- Directed by: Michael Rasmussen Shawn Rasmussen
- Written by: Michael Rasmussen Shawn Rasmussen
- Starring: Evalena Marie, Jason Beaubien, Michael Reed
- Cinematography: Monday Sunnlinn
- Edited by: Michael Rasmussen, Reuter (as Michael Reuter)
- Production company: Rasmussen Brothers Productions
- Distributed by: Lionsgate Home Entertainment
- Release date: March 18, 2013;
- Running time: 86 minutes
- Country: United States
- Language: English

= Dark Feed =

Dark Feed is a 2013 horror film written and directed by Shawn and Michael Rasmussen. It was first released on March 18, 2013 and centers upon a group of filmmakers that decide to cut costs by filming in an abandoned psychiatric hospital, only to end up slowly turning insane. Filming took place in New England using some of the buildings seen in Shutter Island. The Rasmussens came up with the idea for Dark Feed while visiting the set of another film, Long Distance, which was filming in an abandoned psychiatric hospital.

==Synopsis==
The movie follows a film crew that decides to film a low budget horror film in an abandoned psychiatric hospital.
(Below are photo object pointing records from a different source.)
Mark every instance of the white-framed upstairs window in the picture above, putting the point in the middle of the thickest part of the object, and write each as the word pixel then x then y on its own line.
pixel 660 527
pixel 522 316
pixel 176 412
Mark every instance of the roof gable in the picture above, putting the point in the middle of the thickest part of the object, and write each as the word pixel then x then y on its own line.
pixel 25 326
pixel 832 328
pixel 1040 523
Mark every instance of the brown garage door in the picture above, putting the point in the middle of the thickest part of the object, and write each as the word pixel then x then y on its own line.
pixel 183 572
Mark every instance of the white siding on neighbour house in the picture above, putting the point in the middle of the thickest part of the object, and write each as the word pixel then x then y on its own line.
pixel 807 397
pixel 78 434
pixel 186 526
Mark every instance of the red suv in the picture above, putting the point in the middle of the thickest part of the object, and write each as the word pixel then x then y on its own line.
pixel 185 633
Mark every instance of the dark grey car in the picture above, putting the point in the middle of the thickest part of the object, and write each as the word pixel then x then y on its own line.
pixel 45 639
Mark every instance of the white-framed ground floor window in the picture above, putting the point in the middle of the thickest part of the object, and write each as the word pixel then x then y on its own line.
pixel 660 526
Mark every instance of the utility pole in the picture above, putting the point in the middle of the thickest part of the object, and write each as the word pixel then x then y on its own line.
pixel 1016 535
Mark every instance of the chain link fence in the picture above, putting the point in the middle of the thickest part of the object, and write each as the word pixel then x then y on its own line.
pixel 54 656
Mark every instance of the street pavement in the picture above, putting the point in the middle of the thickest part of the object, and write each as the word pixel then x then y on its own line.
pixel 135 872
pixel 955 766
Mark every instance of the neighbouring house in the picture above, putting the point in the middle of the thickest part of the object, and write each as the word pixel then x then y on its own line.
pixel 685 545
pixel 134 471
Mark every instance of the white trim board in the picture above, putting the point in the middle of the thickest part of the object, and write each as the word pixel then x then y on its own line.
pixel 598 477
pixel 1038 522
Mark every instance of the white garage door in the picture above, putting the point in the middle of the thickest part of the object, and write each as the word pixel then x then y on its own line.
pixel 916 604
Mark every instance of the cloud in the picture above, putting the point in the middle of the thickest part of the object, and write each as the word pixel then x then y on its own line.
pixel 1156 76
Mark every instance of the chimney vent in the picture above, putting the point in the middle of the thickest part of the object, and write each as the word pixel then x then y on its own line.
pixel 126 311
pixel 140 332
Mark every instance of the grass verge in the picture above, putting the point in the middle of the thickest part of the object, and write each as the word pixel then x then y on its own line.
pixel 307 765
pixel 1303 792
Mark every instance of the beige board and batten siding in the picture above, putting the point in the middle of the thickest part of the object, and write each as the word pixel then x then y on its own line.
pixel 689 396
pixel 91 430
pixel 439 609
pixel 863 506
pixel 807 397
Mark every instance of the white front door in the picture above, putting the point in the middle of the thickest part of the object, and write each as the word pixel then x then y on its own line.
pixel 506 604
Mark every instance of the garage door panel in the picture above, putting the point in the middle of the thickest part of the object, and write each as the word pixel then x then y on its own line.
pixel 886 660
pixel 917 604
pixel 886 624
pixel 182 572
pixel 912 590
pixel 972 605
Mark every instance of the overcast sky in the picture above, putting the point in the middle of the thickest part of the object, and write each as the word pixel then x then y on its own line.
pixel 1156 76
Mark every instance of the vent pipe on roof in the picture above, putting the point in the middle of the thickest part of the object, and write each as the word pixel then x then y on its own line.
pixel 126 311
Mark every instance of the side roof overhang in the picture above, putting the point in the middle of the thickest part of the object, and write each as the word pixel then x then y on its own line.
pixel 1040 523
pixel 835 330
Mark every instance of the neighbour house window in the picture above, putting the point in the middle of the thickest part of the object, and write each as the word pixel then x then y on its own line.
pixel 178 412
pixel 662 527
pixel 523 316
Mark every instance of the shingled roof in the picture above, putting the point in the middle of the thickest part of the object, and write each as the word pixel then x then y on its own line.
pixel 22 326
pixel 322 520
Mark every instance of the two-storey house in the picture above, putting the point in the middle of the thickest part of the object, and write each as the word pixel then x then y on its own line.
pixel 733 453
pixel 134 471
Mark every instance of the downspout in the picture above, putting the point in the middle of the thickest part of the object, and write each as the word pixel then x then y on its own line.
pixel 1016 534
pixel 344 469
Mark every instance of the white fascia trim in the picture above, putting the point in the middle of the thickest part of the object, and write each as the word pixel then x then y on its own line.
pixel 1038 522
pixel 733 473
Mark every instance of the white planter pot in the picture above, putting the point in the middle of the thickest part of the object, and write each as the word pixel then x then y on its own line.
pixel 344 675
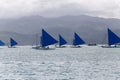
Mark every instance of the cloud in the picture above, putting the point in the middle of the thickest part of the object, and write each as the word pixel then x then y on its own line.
pixel 51 8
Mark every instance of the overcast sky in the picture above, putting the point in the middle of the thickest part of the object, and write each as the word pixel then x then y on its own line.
pixel 54 8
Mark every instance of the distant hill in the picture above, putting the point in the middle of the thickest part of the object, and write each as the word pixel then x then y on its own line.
pixel 91 29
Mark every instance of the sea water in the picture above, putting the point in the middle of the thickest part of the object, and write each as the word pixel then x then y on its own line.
pixel 86 63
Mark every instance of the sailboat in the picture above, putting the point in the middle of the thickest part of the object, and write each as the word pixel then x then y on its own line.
pixel 13 43
pixel 113 39
pixel 77 41
pixel 46 40
pixel 62 42
pixel 2 43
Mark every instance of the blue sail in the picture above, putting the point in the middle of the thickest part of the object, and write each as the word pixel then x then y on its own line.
pixel 47 39
pixel 77 40
pixel 2 43
pixel 62 41
pixel 112 38
pixel 13 42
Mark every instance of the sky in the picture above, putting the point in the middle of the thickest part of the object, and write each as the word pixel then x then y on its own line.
pixel 55 8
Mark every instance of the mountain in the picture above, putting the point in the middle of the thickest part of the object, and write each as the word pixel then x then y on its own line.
pixel 91 29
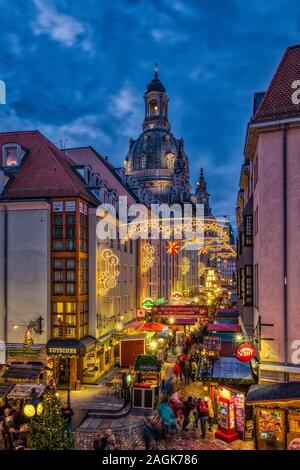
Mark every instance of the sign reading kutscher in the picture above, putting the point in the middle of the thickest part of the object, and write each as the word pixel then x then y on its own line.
pixel 182 310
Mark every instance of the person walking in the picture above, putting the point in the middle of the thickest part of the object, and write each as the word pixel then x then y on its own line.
pixel 188 406
pixel 211 413
pixel 186 372
pixel 111 442
pixel 194 370
pixel 177 371
pixel 67 413
pixel 203 414
pixel 167 416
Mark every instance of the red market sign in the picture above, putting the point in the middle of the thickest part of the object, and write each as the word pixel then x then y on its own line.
pixel 180 310
pixel 245 352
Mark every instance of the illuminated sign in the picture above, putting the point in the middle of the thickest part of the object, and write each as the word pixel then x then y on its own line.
pixel 177 295
pixel 173 248
pixel 148 303
pixel 245 352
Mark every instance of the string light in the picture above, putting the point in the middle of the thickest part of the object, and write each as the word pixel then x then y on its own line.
pixel 148 257
pixel 107 278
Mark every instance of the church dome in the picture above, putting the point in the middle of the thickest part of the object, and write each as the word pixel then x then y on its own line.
pixel 154 149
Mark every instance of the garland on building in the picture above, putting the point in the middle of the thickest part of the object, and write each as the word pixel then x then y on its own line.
pixel 147 361
pixel 48 431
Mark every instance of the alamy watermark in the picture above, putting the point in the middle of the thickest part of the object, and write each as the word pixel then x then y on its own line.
pixel 176 221
pixel 2 92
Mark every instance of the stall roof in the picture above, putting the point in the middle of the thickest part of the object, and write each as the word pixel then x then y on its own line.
pixel 282 391
pixel 222 327
pixel 227 313
pixel 23 391
pixel 23 372
pixel 231 368
pixel 154 326
pixel 5 388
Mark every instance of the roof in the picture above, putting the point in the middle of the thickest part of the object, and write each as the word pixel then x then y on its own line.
pixel 227 313
pixel 281 391
pixel 5 388
pixel 23 372
pixel 224 327
pixel 231 368
pixel 277 101
pixel 45 170
pixel 90 156
pixel 23 391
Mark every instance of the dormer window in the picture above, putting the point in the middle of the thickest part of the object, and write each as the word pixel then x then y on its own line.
pixel 143 161
pixel 170 160
pixel 12 155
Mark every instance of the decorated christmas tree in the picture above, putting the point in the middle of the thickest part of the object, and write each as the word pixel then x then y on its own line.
pixel 48 430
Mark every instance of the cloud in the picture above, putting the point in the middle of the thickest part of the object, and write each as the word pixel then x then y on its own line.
pixel 126 107
pixel 60 27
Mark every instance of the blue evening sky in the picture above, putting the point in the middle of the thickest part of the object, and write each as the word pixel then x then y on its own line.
pixel 77 70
They're already exhausted and overworked, making them eager to finish the project and move on. Unfortunately their presence seems to bring new life to the hospital, and it starts to exert a strange influence over the cast and crew, causing them to act in increasingly bizarre ways. The remaining crew members must find a way to escape from the hospital before they also end up becoming its victims.

==Cast==
- Evalena Marie as Pierced Girl
- Jason Beaubien as Andrei
- Michael Reed as Jack
- Bree Elrod as M.G.
- Victoria Nugent as Beth
- Mark DeAngelis as DP
- Dayna Cousins as Marissa
- Jonathan Thomson as Harry
- Michael Scott Allen as Darrell
- Rebecca Whitehurst as Rachel
- Hardy Winburn as Chuck
- Andrew Rudick as Chris (as Andy Rudick)
- Jessica Lauren Napier as Jessica
- Daniel Berger-Jones as Mitch
- Danny Bryck as Brian

==Reception==
Critical reception for Dark Feed was mixed. Shock Till You Drop gave a predominantly negative review, criticizing it as "a boring and unoriginal film unworthy of watching." In contrast, Fearnet's review was more positive and Weinberg commented that although the film had "a lot of stuff you've seen before", the movie "re-heated and reconfigured into a crafty little creeper that actually works". Starburst gave the film a score of 5/10, saying that the movie was "utterly unmemorable but not otherwise bad".